Aujourd'hui, on va parler d'Antoine qui bien qu'il glande toujours, a réussi à se faire une entorse.
Super maladroit, il se prépare des œufs et, de peur qu'ils cuissent trop, (il les voulait cuits mollets) , il les retire beaucoup trop tôt et doit se faire une omelette au jambon.
Dès qu'il fait un truc, les risques d'accident sont nombreux. Un jour, on a cru qu'il avait péri, Toine... Il avait mis le feu dans sa cuisine en préparant son plat favori : des paupières de veau ! Une autre fois, il avait cassé des vitres en jouant au cerveau lent ! Et je ne te raconte pas le bazar quand il a voulu creuser une trachée dans son jardin !!!
Péni soit-il!! titrait le journal après l'annonce de sa fausse mort... T'imagines que l'homme le plus malchanceux de la terre aurait pu mourir? Mais pour en revenir à nos boutons, Antoine a bien ri en voyant la page de nécrologie. Par contre, sa mère l'a très mal pris. "Qu'est ce que tu as fait encore? T'exagères..." l'ouie dit elle. "Attends que je le dise à ton ongle et Cil est vraiment de mauvaise humeur il va te tuer sans même te laisser de surcil.
L'oncle en question est un vieux de la police communiste (tu sais, le truc avec le marteau et l'enclume ou la faucille - je sais plus).
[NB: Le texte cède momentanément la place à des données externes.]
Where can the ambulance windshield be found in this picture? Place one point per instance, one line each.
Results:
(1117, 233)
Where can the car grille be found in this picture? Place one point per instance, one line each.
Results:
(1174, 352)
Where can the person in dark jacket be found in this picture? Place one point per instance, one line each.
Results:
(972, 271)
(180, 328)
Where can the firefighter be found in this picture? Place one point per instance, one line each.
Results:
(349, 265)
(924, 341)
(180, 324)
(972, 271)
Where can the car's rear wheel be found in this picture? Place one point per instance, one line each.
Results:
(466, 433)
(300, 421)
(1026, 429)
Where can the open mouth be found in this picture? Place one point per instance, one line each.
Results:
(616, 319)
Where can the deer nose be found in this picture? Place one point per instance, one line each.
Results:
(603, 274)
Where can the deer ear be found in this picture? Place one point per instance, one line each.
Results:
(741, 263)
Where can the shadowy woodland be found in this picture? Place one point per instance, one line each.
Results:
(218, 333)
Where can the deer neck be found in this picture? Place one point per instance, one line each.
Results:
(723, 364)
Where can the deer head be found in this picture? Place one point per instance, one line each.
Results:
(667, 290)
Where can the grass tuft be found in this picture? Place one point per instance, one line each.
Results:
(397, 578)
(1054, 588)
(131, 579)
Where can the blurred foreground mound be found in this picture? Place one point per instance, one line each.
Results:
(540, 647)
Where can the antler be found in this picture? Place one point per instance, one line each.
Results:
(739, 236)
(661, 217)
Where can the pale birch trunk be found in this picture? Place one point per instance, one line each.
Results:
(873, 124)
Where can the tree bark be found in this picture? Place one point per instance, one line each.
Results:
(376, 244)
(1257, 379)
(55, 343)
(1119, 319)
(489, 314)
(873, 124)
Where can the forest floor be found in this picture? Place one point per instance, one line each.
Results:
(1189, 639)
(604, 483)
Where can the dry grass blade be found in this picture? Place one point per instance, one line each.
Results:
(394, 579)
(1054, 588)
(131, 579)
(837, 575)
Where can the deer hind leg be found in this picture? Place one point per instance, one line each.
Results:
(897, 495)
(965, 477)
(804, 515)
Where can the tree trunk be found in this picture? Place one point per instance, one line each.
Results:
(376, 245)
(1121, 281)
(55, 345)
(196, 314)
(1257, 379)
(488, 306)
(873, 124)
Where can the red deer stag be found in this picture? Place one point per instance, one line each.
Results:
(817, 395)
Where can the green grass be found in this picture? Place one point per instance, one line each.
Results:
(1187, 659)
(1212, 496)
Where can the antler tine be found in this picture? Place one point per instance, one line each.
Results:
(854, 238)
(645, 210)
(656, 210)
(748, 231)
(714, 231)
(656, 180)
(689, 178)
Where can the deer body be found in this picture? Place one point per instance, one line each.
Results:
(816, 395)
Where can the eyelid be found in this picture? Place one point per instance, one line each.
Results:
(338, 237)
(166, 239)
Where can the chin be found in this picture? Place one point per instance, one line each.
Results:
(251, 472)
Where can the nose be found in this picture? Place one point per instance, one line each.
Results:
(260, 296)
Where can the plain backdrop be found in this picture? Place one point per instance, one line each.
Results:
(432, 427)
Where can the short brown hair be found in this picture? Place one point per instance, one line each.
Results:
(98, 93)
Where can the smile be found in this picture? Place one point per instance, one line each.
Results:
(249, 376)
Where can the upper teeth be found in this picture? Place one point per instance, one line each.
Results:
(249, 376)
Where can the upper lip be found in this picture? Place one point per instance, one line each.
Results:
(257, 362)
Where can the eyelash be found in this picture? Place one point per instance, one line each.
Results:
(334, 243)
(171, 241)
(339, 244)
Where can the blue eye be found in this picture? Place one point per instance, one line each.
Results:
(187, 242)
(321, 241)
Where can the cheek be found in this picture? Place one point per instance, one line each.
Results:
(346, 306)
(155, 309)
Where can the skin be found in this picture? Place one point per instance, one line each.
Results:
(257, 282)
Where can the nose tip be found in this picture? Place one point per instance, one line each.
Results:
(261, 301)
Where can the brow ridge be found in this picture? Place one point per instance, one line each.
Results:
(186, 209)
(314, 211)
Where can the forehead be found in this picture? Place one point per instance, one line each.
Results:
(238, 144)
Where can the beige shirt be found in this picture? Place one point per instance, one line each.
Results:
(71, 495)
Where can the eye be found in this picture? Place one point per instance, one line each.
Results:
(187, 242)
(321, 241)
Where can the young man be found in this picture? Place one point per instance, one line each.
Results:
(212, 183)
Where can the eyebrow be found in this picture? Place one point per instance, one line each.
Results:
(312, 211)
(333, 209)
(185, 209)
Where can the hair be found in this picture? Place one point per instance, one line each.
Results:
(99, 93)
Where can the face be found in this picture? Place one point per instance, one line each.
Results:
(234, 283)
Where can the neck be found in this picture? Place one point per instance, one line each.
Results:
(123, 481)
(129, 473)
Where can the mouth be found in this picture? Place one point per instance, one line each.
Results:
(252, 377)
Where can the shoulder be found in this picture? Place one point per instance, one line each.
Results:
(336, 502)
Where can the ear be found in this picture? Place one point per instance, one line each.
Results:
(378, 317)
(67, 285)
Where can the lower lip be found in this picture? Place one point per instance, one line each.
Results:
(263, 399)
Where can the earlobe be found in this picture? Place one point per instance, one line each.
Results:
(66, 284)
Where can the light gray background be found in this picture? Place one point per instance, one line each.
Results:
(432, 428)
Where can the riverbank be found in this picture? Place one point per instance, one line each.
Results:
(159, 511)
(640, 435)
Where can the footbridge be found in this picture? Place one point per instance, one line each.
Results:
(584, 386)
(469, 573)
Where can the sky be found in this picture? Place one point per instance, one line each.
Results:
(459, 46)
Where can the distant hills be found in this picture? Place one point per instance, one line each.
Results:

Comment kil a gueulé le tonton !!! D'ailleurs, Antoine, il serait devenu sourd, s'il était resté une minute de plus ! Enfin, bon, où en était-on ? Ah oui, en fait, l'oncle, il était entré dans la peau lisse montée après s'être fait virer de la narine marchande où on n'aime palais rebelles. Il s'était battu. Sang rire, ça avait été loin. S'en était suivi une série de luttes intestines. Et puis on lui a dit "Si tu bronches encore, ça va aller mal pour ton ventricule!" Mais après, on l'a viré, mis à l'aorte. C'était pas de veine pour ce garçon juste un peu colérique. Il a reçu son courrier de licenciement:
"Chair Monsieur, Veuillez agréer, l'expression de mes sentiments les meilleurs. Signé : Le Majeur Nestor Eillette"
Il s'était déjà pris plusieurs avertissements avant de se faire lourder. Notamment car il organisait des combats de chiens, de rate-ons laveurs, de coqs.
C'est lors d'une lutte de volailles que survint la bagarre. Thomas avait parié sur le coq 5 et l'oncle d'Antoine sur le coccyx. Parfois il organisait aussi des rencontres de football. Il était le spécialiste du lob et des dribbles. C'était très rare qu'il paume la balle hanche main. (Houhouuu, un tripe - heu un triple !!!). Il n'y a qu'une seule personne qui lui tenait tête, un transsexuel sans sein. (une homo plate). Ce "garçon" jouait gardien de but et plongeait dans tous les sens. Un vrai sein-ge!! A chaque fois c'était un défi. "En corps toi!! C'est un test hein?? c'est ça?" Ma foie, le test y coulait beaucoup d'encre dans la presse locale.
Les journalistes se téléphonaient même avant une rencontre : "Hey Paul!! tu y vas ce soir? Même qu'ils se disaient "Qu'est-ce t'en panse?" Si on n'y va pas, on va se languir... Ils prenaient leur vésicule automobile et tout le monde se retrouvait. Même qu'ils prenaient des paris. A un moment, y en a un qui voulait parier sa voiture. Alors, son copain lui a dit "Tu ne vas quand même pas parier ta Lancia ??… Je veux bien qu'on joue, nez anmoins, faut pas exagérer !
Bon, on vous le confesse, cette histoire n'est pas très incisive et n'est pas très au poing… mais avouez qu' il y a que nous pour faire des trucs aussi nuls !
Tempe pis pour vous. Cheveux bien croire que chacun a son caractère mais nous front mieux de nous séparer de vous. Je pense aussi me séparer de votre compagnon Thomas. La bagarre qui vous a opposé me laisse supposer queue vous n'êtes pas de bons éléments. Et pas besoin de savoir qui a commencé. Est-ce vous, est-ce Thomas ? Aucune importance.